The topic was discussed in a paper “Dynamic nuclear polarization by photoexcited-triplet electron spins in polycrystalline samples” by K. Takeda, K. Takegoshi, and T. Terao. I am going to give some supplementary on how the calculation can be done.

In a spin-1 system, the spin operator $S_x, S_y, S_z$ and the rotation operator are easy to calculate.

The zero-field splitting Hamiltonian in the ordinary basis of $S_z$ is

$\displaystyle H_{zfs} = \begin{pmatrix} D/3 & 0 & E \\ 0 & -2D/3 & 0 \\ E & 0 & D/3 \end{pmatrix}$

The eigen vectors in the paper are

$\displaystyle \left|X\right> = \frac{1}{\sqrt{2}}( \left|-\right> - \left|+\right> )$

$\displaystyle \left|Y\right> = \frac{i}{\sqrt{2}}( \left|-\right> + \left|+\right> )$

$\displaystyle \left|Z\right> = \left|0\right>$

with eigen values $X = D/3 -E$, $Y = D/3 +E$, and $Z = -2D/3$. The convention that the $\left| Y \right>$ has an imaginary number $i$ is not necessary. In the paper, there are typos on the eigen values.

In other way, the zero-field splitting Hamiltonian can be diagonalized into

$\displaystyle H_{zfs} = P\cdot H_{XYZ} \cdot P^{-1}$

$\displaystyle H_{XYZ} = \begin{pmatrix} X & 0 & 0 \\ 0 & Y & 0 \\ 0 & 0 & Z \end{pmatrix}$

$\displaystyle P = \frac{1}{\sqrt{2}} \begin{pmatrix} -1 & i & 0 \\ 0 & 0 & \sqrt{2} \\ 1 & i & 0 \end{pmatrix}$

where $P$ is the transformation changing from ordinary basis to eigen basis.

Given that the population of the eigen basis is $w = ( w_X, w_Y, w_Z)$, the density matrix is

$\displaystyle \rho_{XYZ} = \sum_{i = X, Y, Z} \left| i \right>\left< i \right| w_i$

The corresponding population in ordinary basis is the diagonal elements of

$\rho = P \cdot \rho_{XYZ} \cdot P^{-1}$

In the paper, it gives $w = (0.76, 0.16, 0.08)$. In order to get the population when the molecule X-axis is aligned with the Z-axis Lab frame, the $\rho$ has to be rotated by 90 degree, and we have the population $w' = ( 0.12, 0.76, 0.12)$.

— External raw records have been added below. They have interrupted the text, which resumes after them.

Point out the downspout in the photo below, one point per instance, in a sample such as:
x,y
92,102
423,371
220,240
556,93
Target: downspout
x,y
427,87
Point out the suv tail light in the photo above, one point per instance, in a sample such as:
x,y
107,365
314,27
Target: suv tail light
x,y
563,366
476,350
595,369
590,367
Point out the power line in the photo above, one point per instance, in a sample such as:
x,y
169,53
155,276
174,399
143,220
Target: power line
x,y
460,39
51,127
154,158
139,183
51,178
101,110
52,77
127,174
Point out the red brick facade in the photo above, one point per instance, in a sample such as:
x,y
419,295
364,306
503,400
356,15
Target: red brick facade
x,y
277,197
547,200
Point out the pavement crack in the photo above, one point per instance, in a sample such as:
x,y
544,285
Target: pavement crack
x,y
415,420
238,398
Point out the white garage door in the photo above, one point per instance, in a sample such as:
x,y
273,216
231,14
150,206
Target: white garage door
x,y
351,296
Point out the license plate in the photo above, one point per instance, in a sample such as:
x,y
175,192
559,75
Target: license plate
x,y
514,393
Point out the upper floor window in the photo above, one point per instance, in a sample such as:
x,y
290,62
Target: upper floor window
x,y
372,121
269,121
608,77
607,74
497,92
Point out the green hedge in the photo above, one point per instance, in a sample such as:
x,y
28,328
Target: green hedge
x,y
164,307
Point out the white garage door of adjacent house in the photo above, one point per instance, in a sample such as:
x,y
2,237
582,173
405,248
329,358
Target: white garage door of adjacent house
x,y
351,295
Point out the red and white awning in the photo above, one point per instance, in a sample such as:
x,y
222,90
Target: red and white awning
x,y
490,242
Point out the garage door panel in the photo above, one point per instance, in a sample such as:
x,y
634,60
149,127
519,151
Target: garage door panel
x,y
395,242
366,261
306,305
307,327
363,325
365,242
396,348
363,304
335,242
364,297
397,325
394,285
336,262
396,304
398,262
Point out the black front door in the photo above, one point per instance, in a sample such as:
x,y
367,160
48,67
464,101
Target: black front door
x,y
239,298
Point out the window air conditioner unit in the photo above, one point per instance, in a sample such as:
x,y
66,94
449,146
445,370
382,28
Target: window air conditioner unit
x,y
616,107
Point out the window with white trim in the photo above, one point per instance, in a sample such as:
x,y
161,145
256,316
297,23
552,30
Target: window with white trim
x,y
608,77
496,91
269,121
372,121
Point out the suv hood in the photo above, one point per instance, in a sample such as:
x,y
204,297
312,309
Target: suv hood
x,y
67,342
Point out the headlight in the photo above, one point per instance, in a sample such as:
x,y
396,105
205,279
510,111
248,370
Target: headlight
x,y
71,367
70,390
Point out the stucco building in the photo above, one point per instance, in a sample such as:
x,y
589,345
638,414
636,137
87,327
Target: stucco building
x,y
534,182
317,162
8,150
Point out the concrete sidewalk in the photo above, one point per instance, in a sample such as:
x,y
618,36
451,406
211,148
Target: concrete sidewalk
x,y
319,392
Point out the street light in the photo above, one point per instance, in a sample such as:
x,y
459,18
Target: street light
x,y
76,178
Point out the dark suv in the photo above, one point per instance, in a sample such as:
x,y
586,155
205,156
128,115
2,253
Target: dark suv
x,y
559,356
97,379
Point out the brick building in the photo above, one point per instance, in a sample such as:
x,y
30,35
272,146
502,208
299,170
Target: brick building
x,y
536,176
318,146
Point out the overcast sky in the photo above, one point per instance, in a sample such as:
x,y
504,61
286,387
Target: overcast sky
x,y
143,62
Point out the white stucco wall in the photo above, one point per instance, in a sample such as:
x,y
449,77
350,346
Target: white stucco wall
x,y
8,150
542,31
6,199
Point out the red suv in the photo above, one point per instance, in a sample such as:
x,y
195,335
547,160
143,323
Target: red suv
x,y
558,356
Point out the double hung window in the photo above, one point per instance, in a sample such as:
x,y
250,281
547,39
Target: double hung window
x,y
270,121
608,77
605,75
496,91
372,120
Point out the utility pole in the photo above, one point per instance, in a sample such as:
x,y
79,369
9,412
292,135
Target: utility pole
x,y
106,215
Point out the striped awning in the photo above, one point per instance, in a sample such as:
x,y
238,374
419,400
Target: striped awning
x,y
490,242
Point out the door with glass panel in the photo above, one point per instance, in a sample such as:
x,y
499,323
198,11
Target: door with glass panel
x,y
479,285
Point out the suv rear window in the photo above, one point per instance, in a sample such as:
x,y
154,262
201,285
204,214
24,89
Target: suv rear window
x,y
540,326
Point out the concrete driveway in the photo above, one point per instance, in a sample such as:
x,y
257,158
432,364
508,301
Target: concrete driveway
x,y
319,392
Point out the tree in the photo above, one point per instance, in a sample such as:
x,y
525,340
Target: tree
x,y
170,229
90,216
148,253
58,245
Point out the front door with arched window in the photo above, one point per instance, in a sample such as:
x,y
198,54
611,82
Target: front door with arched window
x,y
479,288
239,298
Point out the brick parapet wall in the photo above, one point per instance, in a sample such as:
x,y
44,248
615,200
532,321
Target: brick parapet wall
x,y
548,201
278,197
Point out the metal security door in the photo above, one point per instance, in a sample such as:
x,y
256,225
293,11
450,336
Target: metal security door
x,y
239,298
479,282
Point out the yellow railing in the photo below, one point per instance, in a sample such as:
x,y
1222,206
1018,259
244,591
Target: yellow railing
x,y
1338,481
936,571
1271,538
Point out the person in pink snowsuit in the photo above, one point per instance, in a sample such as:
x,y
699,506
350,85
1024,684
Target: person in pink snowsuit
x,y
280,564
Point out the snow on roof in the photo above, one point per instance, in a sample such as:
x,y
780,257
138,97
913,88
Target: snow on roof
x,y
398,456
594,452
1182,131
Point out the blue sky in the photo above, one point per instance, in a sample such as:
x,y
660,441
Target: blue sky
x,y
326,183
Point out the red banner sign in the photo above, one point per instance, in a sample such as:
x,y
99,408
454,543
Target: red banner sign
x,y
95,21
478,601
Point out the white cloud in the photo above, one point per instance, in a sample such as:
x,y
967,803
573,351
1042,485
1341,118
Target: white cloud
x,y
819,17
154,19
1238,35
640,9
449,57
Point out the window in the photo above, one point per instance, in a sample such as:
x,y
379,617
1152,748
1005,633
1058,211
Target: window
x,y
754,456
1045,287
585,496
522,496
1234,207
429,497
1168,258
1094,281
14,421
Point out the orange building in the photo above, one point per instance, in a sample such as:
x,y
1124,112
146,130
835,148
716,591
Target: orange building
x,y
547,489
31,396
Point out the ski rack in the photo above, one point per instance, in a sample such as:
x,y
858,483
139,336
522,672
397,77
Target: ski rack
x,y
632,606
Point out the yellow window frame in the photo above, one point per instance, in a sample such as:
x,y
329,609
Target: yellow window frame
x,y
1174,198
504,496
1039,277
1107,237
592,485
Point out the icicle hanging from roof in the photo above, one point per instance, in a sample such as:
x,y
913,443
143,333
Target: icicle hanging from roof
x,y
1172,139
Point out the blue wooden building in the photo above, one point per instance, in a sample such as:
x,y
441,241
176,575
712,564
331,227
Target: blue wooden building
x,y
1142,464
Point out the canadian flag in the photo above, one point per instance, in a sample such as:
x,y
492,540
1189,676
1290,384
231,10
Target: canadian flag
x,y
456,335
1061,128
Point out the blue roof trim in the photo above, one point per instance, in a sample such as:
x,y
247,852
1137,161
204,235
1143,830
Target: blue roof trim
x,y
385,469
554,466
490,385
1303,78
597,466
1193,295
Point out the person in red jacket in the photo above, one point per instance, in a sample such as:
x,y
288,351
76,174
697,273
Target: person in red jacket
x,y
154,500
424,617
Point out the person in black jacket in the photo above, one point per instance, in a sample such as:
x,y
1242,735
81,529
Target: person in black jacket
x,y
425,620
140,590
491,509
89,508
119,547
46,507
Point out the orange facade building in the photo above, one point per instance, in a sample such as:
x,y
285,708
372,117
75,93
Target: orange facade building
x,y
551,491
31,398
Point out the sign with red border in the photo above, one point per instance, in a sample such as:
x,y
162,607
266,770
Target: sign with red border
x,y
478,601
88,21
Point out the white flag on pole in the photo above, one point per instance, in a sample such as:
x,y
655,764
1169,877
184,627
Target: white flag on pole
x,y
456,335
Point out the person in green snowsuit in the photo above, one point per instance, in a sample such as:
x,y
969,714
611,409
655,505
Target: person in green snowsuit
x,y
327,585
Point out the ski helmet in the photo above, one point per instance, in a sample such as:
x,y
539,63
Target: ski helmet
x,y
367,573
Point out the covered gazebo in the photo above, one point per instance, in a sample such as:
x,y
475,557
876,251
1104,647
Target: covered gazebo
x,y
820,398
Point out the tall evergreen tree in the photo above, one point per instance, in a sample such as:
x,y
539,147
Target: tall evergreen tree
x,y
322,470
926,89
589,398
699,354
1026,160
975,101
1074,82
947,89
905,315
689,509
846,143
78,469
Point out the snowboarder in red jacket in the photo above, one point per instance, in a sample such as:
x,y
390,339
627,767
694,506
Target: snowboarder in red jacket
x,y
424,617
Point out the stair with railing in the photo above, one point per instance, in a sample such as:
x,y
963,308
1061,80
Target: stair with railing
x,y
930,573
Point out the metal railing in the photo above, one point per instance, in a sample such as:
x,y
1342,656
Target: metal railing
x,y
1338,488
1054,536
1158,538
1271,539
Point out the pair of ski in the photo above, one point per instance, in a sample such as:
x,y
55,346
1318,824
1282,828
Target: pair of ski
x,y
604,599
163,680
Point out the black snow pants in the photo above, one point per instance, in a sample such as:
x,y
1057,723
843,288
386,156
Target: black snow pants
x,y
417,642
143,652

The Zeeman Hamiltonian is $H_B = \omega S_Z$, where $\omega = \gamma_e B \hbar$. In the paper, the author fix the crystal and rotating the external magnetic field. To express the $H_B$ into eigen basis. We simply apply a transformation as the density matrix. But first we need to rotate the magnetic field. The rotation is simple, as the direction of the magnetic field is $(\theta, \phi)$. Thus, the Zeeman Hamiltonian is $H_B = \omega \hat{n} \cdot \vec{S}$.

The transformation is

$H_{B_XYZ} = P^{-1} \cdot H_B \cdot P$

again, the total Hamiltonian is difference from the author.

$\displaystyle H = \begin{pmatrix} X & -i \omega cos(\theta) & i \omega cos(\phi) sin(\theta) \\ i \omega cos(\theta) & Y & -i\omega sin(\phi) sin(\theta) \\ -i\omega cos(\phi) sin(\theta) & i \omega sin(\phi) sin(\theta) & Z \end{pmatrix}$

The difference is because the normal vector $\hat{n} = ( sin(\phi) sin(\theta), cos(\phi) sin(\theta), cos(\theta) )$ is used in the paper.

After that, the calculation for the power sample is the same.

Instead of using integration, we can generated the power using isotropic distribution. I generated 10k molecule, the result of 9.65 GHz microwave is

where the y axis is the magnetic field in Tesla. The result is similar to the paper. I think that their calculation somehow changed the eigen value, so that the eigen vectors were matching with the eigen energy. And the notation of the normal vector and the constant factor of the eigen vectors does not matter.